Chez les Républicains, seuls 13% avaient confiance en leur système électoral en 2022 (ce qui peut se comprendre là aussi) et près de 60% n’avaient aucune confiance en lui (sondage ABC/Ipsos). Selon le même sondage plutôt alarmiste, seulement 20% des Américains considéraient que leur système électoral était intègre en 2022.

Comment sont vues les procédures judiciaires qui visent Trump par ses supporters ?

Olivier Piton : La base des soutiens de Donald Trump est solidifiée par le sentiment d'une profonde injustice du fait que, selon eux, l'Etat, la majorité démocrate et l'administration Biden au pouvoir agissent pour tenter de disqualifier judiciairement Donald Trump. Cela nourrit la perte de confiance en la justice. Le processus électoral contribue à la défiance qui crée le clivage, alimente les tensions et engendre la haine. Ce sentiment de haine pourrait aboutir à des possibles troubles à l'ordre public. 

Frédéric Robert : Les Trumpistes purs et durs considèrent ces procédures judiciaires comme du harcèlement fomenté par le camp démocrate.

·  Affaire Stormy Daniels (date du procès mars 2024 dans l’État de New York).

·  Les documents classifiés (procès en mai 2024).

·  La prise du Capitole du 6 janvier 2021 (procès en mars 2024).

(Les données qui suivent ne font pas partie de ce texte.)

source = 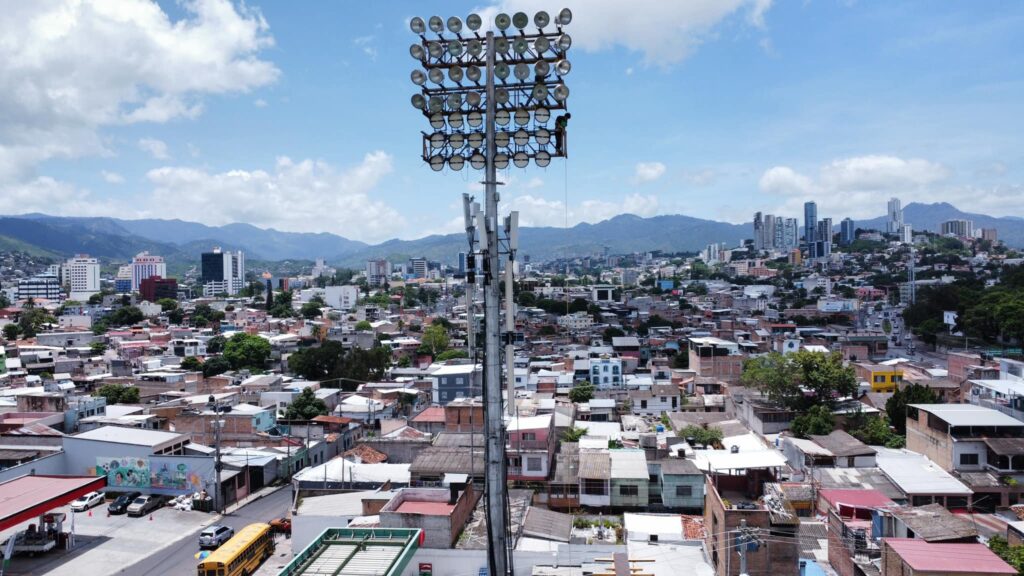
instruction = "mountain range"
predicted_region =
[0,203,1024,268]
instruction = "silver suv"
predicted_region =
[199,524,234,548]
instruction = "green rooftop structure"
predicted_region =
[279,528,423,576]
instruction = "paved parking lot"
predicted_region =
[6,504,217,576]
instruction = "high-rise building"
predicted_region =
[942,219,974,238]
[61,254,99,301]
[886,198,903,234]
[131,252,167,290]
[839,218,857,241]
[804,202,818,244]
[201,246,246,296]
[367,259,391,288]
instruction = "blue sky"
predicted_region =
[0,0,1024,242]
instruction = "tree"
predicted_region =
[96,384,138,405]
[203,356,231,378]
[886,383,938,436]
[569,381,594,403]
[790,404,836,438]
[223,332,270,370]
[421,324,450,358]
[285,386,328,420]
[562,426,590,442]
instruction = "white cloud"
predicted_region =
[482,0,772,66]
[99,170,125,184]
[0,0,280,188]
[635,162,666,182]
[146,151,406,241]
[138,138,171,160]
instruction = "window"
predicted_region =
[961,454,978,466]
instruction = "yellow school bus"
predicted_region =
[199,524,273,576]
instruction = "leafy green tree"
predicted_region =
[203,356,231,378]
[790,404,836,438]
[886,383,939,436]
[421,324,451,357]
[285,387,328,420]
[562,426,590,442]
[223,332,270,370]
[569,381,594,403]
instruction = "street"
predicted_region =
[120,486,292,576]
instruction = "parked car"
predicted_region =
[71,492,103,512]
[270,517,292,534]
[128,495,163,516]
[199,524,234,549]
[106,492,142,515]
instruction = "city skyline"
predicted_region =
[0,0,1024,242]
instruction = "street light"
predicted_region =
[410,8,572,576]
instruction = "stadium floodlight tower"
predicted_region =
[410,8,572,576]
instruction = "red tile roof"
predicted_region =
[884,538,1017,574]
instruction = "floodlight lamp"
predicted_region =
[534,36,551,56]
[534,150,551,168]
[495,12,512,32]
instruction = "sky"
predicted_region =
[0,0,1024,242]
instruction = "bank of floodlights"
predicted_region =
[409,8,572,170]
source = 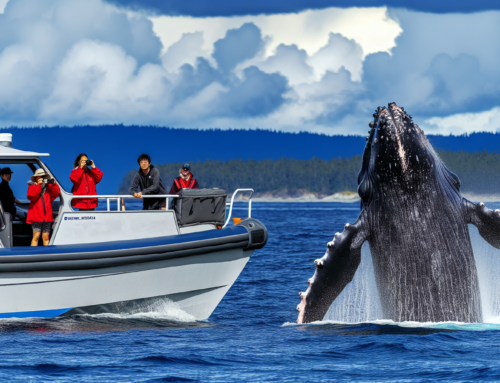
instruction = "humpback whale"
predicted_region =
[297,103,500,323]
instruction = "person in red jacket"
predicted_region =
[169,163,200,194]
[26,169,61,246]
[69,153,103,211]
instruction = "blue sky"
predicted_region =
[0,0,500,134]
[103,0,500,17]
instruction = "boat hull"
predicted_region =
[0,219,267,320]
[0,249,253,319]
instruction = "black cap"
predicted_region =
[0,168,14,176]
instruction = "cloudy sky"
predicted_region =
[0,0,500,134]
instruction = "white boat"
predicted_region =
[0,134,268,320]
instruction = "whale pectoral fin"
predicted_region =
[464,198,500,249]
[297,213,368,324]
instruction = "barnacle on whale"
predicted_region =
[297,102,500,323]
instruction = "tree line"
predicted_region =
[118,151,500,196]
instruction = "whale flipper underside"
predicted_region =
[297,213,368,324]
[464,198,500,249]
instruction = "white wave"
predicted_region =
[282,317,500,331]
[85,298,196,322]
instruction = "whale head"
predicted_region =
[358,102,460,204]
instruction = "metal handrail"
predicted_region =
[222,189,254,228]
[69,194,179,211]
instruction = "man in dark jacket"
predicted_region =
[0,168,20,219]
[169,163,200,194]
[129,154,167,210]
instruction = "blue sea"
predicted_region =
[0,203,500,382]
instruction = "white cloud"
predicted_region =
[0,0,500,134]
[0,0,9,13]
[151,7,402,80]
[422,107,500,135]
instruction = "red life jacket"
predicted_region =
[174,174,196,190]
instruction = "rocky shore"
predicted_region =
[229,189,360,203]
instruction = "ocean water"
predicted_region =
[0,203,500,382]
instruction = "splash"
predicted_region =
[324,243,383,323]
[90,297,196,322]
[320,225,500,324]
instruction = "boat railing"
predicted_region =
[70,194,179,211]
[222,189,254,227]
[69,189,254,227]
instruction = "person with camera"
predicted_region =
[170,163,200,194]
[26,169,61,246]
[129,154,167,210]
[69,153,103,211]
[0,168,20,220]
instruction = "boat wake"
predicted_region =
[0,298,209,333]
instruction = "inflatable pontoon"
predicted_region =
[0,134,268,319]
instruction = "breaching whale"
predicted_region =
[297,103,500,323]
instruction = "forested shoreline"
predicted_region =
[118,151,500,198]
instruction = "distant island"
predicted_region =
[118,150,500,202]
[0,125,500,196]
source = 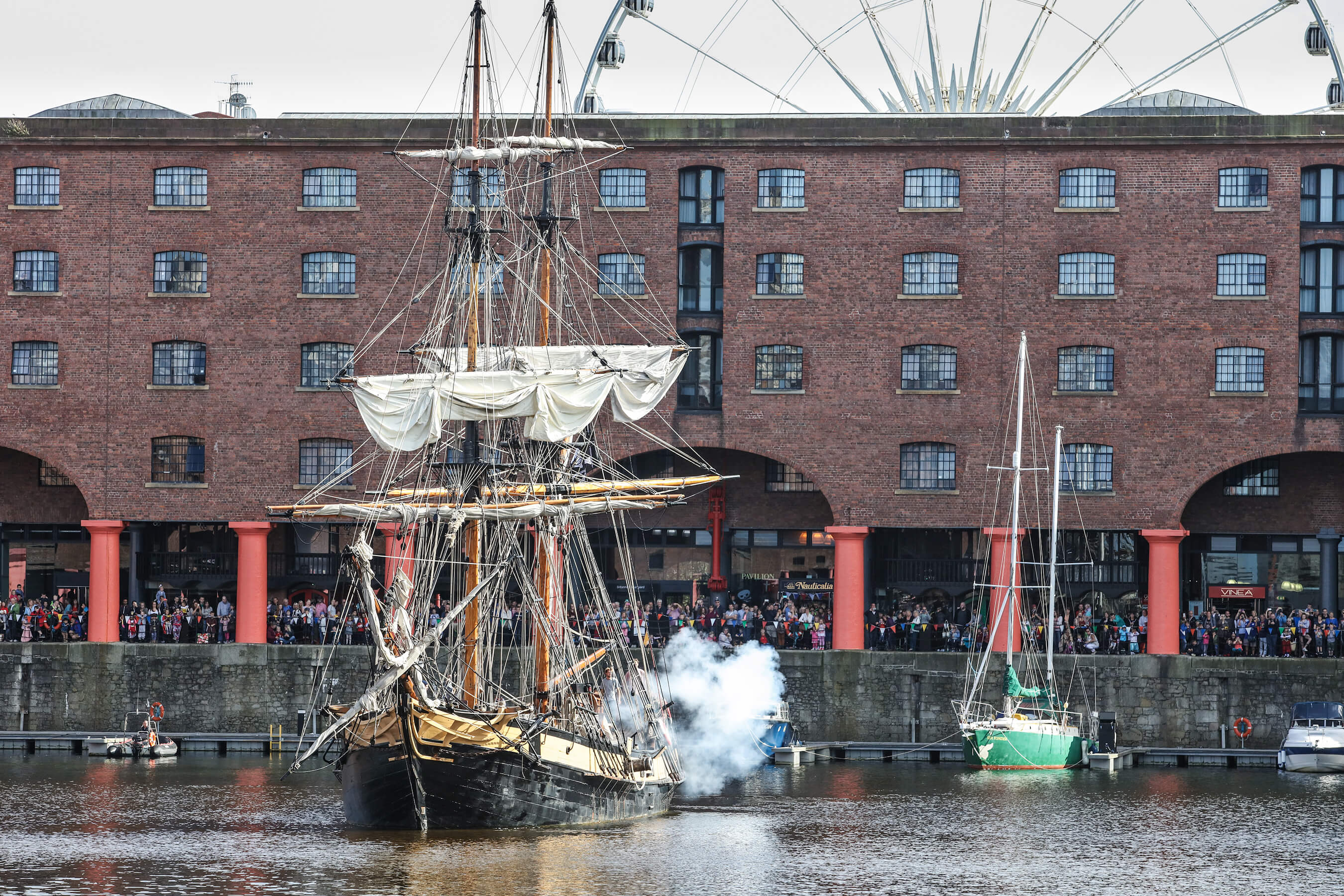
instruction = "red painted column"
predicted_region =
[228,523,274,644]
[1140,529,1190,653]
[984,527,1027,653]
[79,520,125,642]
[827,525,871,650]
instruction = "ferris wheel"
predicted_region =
[575,0,1344,115]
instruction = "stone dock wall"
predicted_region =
[0,644,1344,747]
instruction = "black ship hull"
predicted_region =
[340,744,673,829]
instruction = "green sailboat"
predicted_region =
[953,332,1089,770]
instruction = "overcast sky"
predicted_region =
[0,0,1344,117]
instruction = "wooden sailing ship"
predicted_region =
[267,0,722,829]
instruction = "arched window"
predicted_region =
[900,442,957,492]
[1059,252,1116,296]
[13,250,61,293]
[1059,442,1114,492]
[677,168,723,224]
[757,252,802,296]
[304,252,355,296]
[13,168,61,206]
[149,435,206,482]
[1056,345,1116,392]
[152,340,206,386]
[155,167,209,206]
[1214,345,1265,392]
[155,251,210,293]
[1301,165,1344,224]
[757,168,808,208]
[597,168,648,208]
[298,439,355,485]
[676,333,723,410]
[298,342,355,388]
[1059,168,1116,208]
[304,168,356,208]
[1297,333,1344,414]
[900,345,957,390]
[677,246,723,314]
[906,168,961,208]
[755,345,802,391]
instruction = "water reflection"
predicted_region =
[0,754,1344,896]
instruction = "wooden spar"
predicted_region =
[387,475,728,498]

·  Ingérence électorale (l’État de Géorgie dans lequel Trump avait essayé de faire invalider les résultats ; l’affaire compte 13 chefs d’accusation) probablement pendant l’été 2024.

À l’inverse, les Républicains s’étonnent du laxisme de la Justice envers les Démocrates :

·  L’affaire des e-mails d’Hillary Clinton en 2016.

·  L’affaire Hunter Biden et la célèbre perte de son ordinateur portable au contenu compromettant pour lui et sa famille.

·  Les liens personnels et financiers entre les Biden et l’Ukraine

·  La découverte de documents top-secret que Biden avait gardés dans sa résidence du Delaware alors qu’il n’était que Vice-Président… (seul le Président peut éventuellement le faire).

Ces affaires n’ont pas la même couverture médiatique que les affaires de Trump car selon les Républicains, la presse « mainstream » est pro-démocrate ; il en va de même pour la Justice.

L’élection de 2024 fait-elle peser un danger sur la démocratie américaine ?

Frédéric Robert : Non ! Il est trop facile de brandir la démocratie comme un épouvantail !

« Je gagne, je protège la démocratie, je perds, la démocratie est en danger ! »…

C’est du chantage affectif à la démocratie !

Elle est souvent mise en avant par les candidats afin d’effrayer les foules et de s’attirer les suffrages, se posant ainsi en garant des principes démocratiques ancestraux à des fins électoralistes personnelles.

Dès les résultats de SuperTuesday tombés, Biden a déclaré que Trump était une « menace pour la démocratie » !... Il l’a déjà fait à maintes reprises…

C’est de bonne guerre ! Quant à lui, Trump estime que Biden « détruit la démocratie » !...

La démocratie américaine sera toujours bien en place le 6 novembre 2024 puis le 20 janvier 2025 après l’investiture du vainqueur.

Olivier Piton : Si jamais le candidat perdant refuse de reconnaître sa défaite, il est tout à fait possible qu’il y ait du chaos dans le pays. Les Etats-Unis sont plus divisés que jamais. Les citoyens déménagent pour aller vivre dans des Etats dont ils partagent les valeurs. Les libéraux, les démocrates se retrouvent dans les États comme la Californie, l’Etat de New York, la Nouvelle-Angleterre. Les conservateurs se retrouvent en Floride, au Texas et au centre du pays. Le chaos est tout à fait possible si jamais, en 2024, la contestation du perdant est avérée et qu’il refuse sa défaite, sachant qu'aucune des conditions qui ont permis les troubles de 2020 n'ont été réglées.